Wallace wrote up this theory in a series of letters that he mailed to Darwin in England. The rest is well-recorded history.
Darwin has since become a byword – Darwinism – for evolutionary theory. But Wallace has not gone unsung, even though he often departed from Darwin on some of the details of evolutionary processes (and Darwin was usually proven right).
But Wallace was, in his later years, lavished with awards and national honours, including the British Order of Merit.
In addition, his book, The Malay Archipelago, in which he recounts his eight years in the region and published in 1869, remains an “amazing book”, part adventure story, part scientific exploration, and peppered with profound insights, said Attenborough.
Attenborough ended his lecture with a quote from that book: “It seems sad that on the one hand such exquisite creatures should live out their lives and exhibit their charms only in these wild inhospitable regions. This consideration must surely tell us that all living things were not made for man, many of them have no relation to him, their happiness and enjoyments, their loves and hates, their struggles for existence, their vigorous life and early death, would seem to be immediately related to their own well-being and perpetuation alone.”
The packed and enchanted Baxter Concert Hall, naturally, gave Attenborough a standing ovation. And vice-chancellor, Dr Max Price, noted that having Attenborough here at UCT could be likened to Wallace seeing those birds of paradise for the first time.
Listen to a podcast of the lecture here.
Girl with the bird of paradise tattoo
Sir David Attenborough had the audience eating out of his hand.
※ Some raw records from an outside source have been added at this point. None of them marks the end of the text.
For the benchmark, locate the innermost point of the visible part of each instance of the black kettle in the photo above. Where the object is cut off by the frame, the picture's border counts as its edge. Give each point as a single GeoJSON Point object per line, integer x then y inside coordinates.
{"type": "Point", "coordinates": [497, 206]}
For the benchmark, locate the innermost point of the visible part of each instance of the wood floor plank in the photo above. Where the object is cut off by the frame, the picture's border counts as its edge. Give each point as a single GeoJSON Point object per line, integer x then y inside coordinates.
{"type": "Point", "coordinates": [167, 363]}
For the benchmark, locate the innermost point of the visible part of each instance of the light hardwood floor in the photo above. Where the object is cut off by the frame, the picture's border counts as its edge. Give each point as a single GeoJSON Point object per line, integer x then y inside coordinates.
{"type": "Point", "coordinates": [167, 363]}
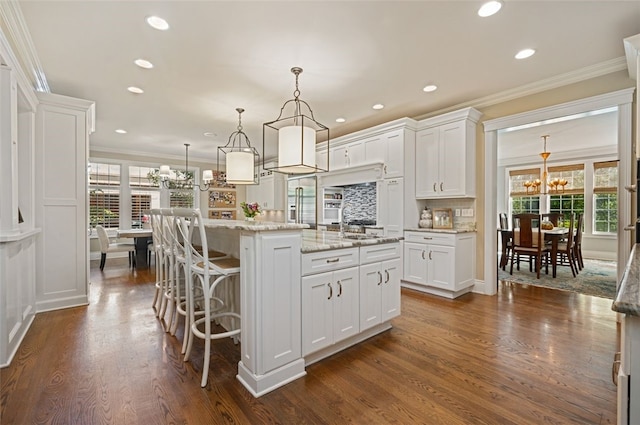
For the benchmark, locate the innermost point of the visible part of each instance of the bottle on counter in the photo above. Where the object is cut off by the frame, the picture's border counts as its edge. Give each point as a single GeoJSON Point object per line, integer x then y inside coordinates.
{"type": "Point", "coordinates": [426, 219]}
No more so than when, in a Q&A following his lecture, young British student Hayley Evers-King, doing her PhD in oceanography at UCT, pointed Attenborough to a tattoo of her favourite bird of paradise on her back. Which is his favourite bird of paradise, she asked Attenborough? “It would be very ungallant of me,” he replied, ever the gentleman, “to say anything other than, naturally, yours.” Cue more laughter and rapturous applause.